In the effort to be honest, and transparent, I confess/admit to the following.
The books that got deleted were romance books. Historical romance, vampire romance, etc. Not only are there multiple sex scenes to read but there's the relationship that seems okay. Seems perfect. But in reality, it's very far from what an honest, true relationship, a GODLY one, should look like. Not only does it set my heart up for pain if my husband doesn't 'perform' to the male characters standards, it also steals my heart from my husband. If I am thinking why isn't Mr. S doing XYZ, and I get upset with him, grumbling, etc...isn't that turning my heart from him? I think so. So no more...my heart belongs first to the Lord, and secondly to my husband, and I must guard it.*I also include christian romance novels, though I may have some disagree with me on this, for myself just reading christian romance opens the door to the other romances. Also, think about this...our romance is individual, amazing, and God planned to the last hair. Why would we want to compare or dream of something mediocre in it's place? Just my two cents worth.

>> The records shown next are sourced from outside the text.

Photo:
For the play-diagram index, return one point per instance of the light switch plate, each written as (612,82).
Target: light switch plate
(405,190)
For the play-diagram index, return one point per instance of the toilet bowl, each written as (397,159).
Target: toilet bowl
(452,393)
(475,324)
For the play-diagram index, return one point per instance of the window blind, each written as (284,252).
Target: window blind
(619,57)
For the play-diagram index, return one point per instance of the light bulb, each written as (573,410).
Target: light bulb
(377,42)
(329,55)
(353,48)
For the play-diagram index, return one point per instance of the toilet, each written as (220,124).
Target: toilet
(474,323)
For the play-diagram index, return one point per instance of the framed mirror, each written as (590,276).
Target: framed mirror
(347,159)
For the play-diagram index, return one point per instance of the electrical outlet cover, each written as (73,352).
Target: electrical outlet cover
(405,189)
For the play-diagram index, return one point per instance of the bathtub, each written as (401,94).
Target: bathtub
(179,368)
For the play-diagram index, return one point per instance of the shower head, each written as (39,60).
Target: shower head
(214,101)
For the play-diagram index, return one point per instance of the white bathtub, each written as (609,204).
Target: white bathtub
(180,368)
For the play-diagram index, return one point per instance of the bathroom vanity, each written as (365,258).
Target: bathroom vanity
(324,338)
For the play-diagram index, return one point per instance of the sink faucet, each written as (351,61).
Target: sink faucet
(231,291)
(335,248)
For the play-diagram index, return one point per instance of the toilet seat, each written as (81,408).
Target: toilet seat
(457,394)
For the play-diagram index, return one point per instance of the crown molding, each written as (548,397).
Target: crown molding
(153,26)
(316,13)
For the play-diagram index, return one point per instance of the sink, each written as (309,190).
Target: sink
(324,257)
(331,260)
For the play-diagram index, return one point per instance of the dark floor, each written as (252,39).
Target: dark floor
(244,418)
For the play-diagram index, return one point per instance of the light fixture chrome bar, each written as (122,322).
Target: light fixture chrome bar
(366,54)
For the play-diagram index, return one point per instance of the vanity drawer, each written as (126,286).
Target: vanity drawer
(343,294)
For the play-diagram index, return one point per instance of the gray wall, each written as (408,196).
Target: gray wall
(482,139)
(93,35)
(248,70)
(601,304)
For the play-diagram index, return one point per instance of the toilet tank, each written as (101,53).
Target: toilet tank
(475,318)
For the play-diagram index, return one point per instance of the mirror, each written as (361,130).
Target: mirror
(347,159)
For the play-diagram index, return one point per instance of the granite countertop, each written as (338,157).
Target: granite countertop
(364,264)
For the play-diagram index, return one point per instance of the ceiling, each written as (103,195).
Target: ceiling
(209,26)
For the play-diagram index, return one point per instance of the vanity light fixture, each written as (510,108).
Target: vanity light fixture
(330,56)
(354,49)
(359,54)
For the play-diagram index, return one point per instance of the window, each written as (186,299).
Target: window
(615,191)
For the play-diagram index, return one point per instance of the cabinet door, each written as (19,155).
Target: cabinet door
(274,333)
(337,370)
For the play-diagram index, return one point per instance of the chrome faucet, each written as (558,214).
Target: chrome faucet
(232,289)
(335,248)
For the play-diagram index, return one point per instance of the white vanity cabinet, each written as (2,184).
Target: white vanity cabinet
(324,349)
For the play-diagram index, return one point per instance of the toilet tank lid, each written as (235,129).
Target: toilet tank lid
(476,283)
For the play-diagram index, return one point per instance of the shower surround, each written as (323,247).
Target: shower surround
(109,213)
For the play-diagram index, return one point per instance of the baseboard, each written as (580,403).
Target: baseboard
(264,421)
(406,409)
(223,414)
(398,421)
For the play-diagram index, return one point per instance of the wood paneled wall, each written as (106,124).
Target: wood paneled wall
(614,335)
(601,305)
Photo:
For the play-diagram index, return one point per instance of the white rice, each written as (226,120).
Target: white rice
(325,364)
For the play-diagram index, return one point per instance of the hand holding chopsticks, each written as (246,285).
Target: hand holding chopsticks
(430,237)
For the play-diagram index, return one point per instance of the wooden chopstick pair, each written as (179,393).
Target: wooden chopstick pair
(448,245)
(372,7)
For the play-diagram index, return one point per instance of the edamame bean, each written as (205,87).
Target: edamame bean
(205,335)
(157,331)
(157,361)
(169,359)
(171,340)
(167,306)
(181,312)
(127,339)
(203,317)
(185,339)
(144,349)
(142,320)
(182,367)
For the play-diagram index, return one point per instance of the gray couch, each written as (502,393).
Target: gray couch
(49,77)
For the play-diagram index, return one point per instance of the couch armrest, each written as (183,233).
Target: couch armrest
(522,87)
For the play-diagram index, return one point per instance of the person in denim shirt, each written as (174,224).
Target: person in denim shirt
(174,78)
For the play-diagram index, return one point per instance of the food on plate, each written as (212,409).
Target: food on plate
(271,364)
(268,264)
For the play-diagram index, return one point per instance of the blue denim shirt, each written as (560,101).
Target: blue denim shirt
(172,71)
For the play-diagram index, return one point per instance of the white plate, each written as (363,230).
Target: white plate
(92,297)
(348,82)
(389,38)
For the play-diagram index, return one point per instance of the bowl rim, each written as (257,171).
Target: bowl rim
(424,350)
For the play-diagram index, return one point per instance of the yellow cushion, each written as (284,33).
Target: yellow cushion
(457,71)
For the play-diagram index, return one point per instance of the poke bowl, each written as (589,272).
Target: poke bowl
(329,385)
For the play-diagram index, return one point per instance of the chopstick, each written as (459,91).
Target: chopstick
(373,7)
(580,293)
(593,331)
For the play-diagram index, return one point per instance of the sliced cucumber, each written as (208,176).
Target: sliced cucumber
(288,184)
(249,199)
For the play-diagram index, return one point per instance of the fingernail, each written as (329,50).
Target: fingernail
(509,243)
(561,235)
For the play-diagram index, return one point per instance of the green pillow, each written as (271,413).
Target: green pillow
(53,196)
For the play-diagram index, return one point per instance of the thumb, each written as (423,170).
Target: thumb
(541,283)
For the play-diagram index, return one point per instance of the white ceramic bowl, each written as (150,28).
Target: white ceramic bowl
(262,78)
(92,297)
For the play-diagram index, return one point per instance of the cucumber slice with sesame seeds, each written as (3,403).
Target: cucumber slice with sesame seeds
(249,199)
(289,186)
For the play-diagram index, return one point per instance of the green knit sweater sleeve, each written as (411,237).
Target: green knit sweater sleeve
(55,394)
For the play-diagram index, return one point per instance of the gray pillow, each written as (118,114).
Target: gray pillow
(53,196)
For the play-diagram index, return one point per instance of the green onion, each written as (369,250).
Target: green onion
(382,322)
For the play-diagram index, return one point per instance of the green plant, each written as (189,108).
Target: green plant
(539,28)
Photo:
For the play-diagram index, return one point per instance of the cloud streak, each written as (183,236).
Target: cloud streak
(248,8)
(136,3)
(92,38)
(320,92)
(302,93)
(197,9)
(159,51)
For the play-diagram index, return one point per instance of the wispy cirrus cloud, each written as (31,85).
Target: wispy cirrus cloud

The music I listen too is not just words, it's words of lust, distraction and lies. I should only be listening to words that edify the Lord, honoring Him in their truth. Music is lovely, and has a strong effect on me and my mind. Why do I allow it to come into my head, and make me take my eyes from the Lord? I shouldn't...so some of it...has to go.
The movies/TV I watch indulge the sinful nature with more and more impurity. The things I watch, stay with me forever. I have allowed certain movies and programs into my home, that I shouldn't have. They demean women, and men, they mock the Word of God in their blatant sin. I don't need reminders how far this world has fallen. I don't need to see the sin first hand. Mostly, my children don't need to see it either. I'm saddened to admit that I'd become caught up in the shows like Mistress, The Vampire Diaries, and many other 'reality tv' shows...I don't need to see that.
I know more will change, I already feel the prompting, and seek to follow it. I'm nervous, somewhat resistant about some things, to be honest. But I know that the 'pain' of giving up the sinful will pale in comparison to the relationship that will continue to blossom between myself and the Lord, and Mr. S and I.